Norman Mailer n’eut
pas le temps de mener au bout sa trilogie sur Hitler dont « Un château en
forêt » (le titre fait explicitement référence au surnom donné au camp « Das
Waldschloss » surnommé ainsi par dérision par ses détenus) était le
premier tome. Il mourut quelques mois plus tard des suites d’une opération des
poumons.
Norman Mailer est
un des monstres de la littérature américaine du vingtième siècle, un de ces auteurs qui ont délibérément cassé
les codes, joué de la provocation en donnant la parole à des personnages
mythiques (Jésus, Marylin Monroe) ou en donnant une vision pour le moins
différente des icônes (Pablo Picasso par exemple). Voir à ce sujet le très bon
article suivant de Rue89 : http://blogs.rue89.com/cabinet-de-lecture/avec-norman-mailer-une-grande-voix-de-la-contre-culture-seteint
Dans son ultime
roman publié de son vivant, Mailer décida de prendre un parti pris presque
mystique pour tenter de donner un sens à l’innommable. C’est parce que la
famille dans laquelle naquit le jeune Adolf Hitler présentait a priori toutes
les qualités à l’éclosion du Mal que le Maestro, Satan, décida très tôt de s’y
intéresser. Pour cela, il délégua un de se meilleurs agents chargé d’assister à
la procréation du fœtus puis de susciter dans le jeune Adi, chaque fois que de
nécessaire, le mélange explosif de pulsions morbides, de terreur, de
frustrations, de jouissance malsaine pour sublimer le potentiel démoniaque qu’il
détenait a priori et déclencher la pire horreur que l’humanité eût jamais connu
jusque là.
Pour cela, Mailer
s’appuie à la fois sur une impressionnante bibliographie et une théorie jamais
démontrée mais souvent suspectée qui veut que Hitler fût le produit d’un double
inceste.

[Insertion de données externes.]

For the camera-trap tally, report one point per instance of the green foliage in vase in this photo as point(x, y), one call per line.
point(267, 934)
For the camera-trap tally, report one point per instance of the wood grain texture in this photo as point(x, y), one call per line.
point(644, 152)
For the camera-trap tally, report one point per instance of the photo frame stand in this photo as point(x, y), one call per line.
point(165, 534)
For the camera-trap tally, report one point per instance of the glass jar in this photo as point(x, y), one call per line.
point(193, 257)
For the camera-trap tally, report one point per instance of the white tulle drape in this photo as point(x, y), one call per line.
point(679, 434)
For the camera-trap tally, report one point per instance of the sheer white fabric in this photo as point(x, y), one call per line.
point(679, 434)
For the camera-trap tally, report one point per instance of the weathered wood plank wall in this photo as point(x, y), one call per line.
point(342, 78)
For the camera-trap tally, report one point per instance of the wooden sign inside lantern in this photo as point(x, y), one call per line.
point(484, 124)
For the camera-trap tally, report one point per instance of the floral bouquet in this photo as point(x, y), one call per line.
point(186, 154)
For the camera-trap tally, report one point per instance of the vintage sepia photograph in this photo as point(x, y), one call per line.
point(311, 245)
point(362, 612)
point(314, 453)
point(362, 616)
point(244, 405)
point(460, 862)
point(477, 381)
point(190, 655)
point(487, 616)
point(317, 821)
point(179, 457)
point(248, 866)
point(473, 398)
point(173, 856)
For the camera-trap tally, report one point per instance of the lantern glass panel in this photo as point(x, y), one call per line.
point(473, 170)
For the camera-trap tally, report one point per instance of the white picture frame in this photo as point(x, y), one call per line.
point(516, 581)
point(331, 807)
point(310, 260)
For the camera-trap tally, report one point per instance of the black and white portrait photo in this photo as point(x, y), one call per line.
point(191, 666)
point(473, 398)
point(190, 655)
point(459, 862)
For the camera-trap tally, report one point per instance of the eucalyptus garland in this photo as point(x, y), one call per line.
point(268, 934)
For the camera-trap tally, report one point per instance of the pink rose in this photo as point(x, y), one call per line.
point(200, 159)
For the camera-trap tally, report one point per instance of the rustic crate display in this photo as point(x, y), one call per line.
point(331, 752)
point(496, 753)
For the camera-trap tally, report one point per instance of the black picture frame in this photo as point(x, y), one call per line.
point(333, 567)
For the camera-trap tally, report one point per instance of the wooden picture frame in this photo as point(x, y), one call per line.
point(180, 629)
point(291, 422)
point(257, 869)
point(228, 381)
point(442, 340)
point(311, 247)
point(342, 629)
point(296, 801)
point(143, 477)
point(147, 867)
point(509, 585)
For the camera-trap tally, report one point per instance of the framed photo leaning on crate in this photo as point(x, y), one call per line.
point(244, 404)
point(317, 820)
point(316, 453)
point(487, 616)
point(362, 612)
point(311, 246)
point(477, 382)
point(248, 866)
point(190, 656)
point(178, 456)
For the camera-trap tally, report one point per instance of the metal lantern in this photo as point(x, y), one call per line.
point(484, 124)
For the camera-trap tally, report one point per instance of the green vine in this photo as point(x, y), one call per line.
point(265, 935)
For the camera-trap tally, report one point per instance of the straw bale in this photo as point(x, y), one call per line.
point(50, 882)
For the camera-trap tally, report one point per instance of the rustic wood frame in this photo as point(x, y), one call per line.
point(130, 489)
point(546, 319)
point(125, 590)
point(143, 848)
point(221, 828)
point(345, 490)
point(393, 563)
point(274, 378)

Inceste parental entre un oncle (Alois) et une nièce (Klara) qui était
peut-être même sa propre fille. Inceste entre les parents d’Alois dont la
naissance est entachée de doutes. Le signe régressif distinctif en étant qu’Hitler
n’avait qu’un testicule, signe fréquent chez les enfants issus d’un tel
inceste. Pourquoi pas.
Mailer met tout
son talent à nous faire entrer dans l’intimité de la famille Hitler. Adi était
le deuxième enfant survivant d’une fratrie de huit engendrée par deux des trois
épouses successives d’Alois. Un père qui s’était issé à la force du poignet et
sans éducation aux plus hautes responsabilités dans les Douanes
austro-hongroises. Un homme à femmes, colérique et alcoolique, cyclothymique et
capable d’infliger les pires corrections à ses chiens comme à ses enfants,
faisant vivre son foyer dans une terreur constante jusqu’à sa retraite.
Une mère noyée
dans le chagrin, à la fois amoureuse de son oncle de mari et toujours réfugiée
dans la bigoterie, unique consolation d’une vie faite principalement de deuils,
de pertes et de douleur.
Un demi-frère
aîné tiraillé lui-même entre l’inceste, l’homosexualité et la zoophilie avant
que d’être exclu à tout jamais de la famille et de tourner en mauvais garçon.
Sans cesse
titillé et guidé par son démon gardien, Adi fit l’apprentissage très tôt du
gazage des abeilles de son père, des combats militaires de plus en plus
sophistiqués avec des camarades d’école qu’il menait à la baguette, de la
jouissance à souffrir ou à faire souffrir, de la puissance du mensonge.
Il ne faut pas
prendre à la lettre le propos de Mailer mais y voir là un brillant exercice
littéraire qui, en dépit de ses longueurs et diversions comme ce très long et
guère utile intermède sur l’avènement du tsar Nicolas II, apporte un point de
vue alternatif à l’explication de ce que l’entendement aura souvent du mal à
concevoir. Quoi que l’on puisse en penser in fine, il faut lire ce roman pour
son caractère particulier et comme ultime témoignage d’un géant littéraire.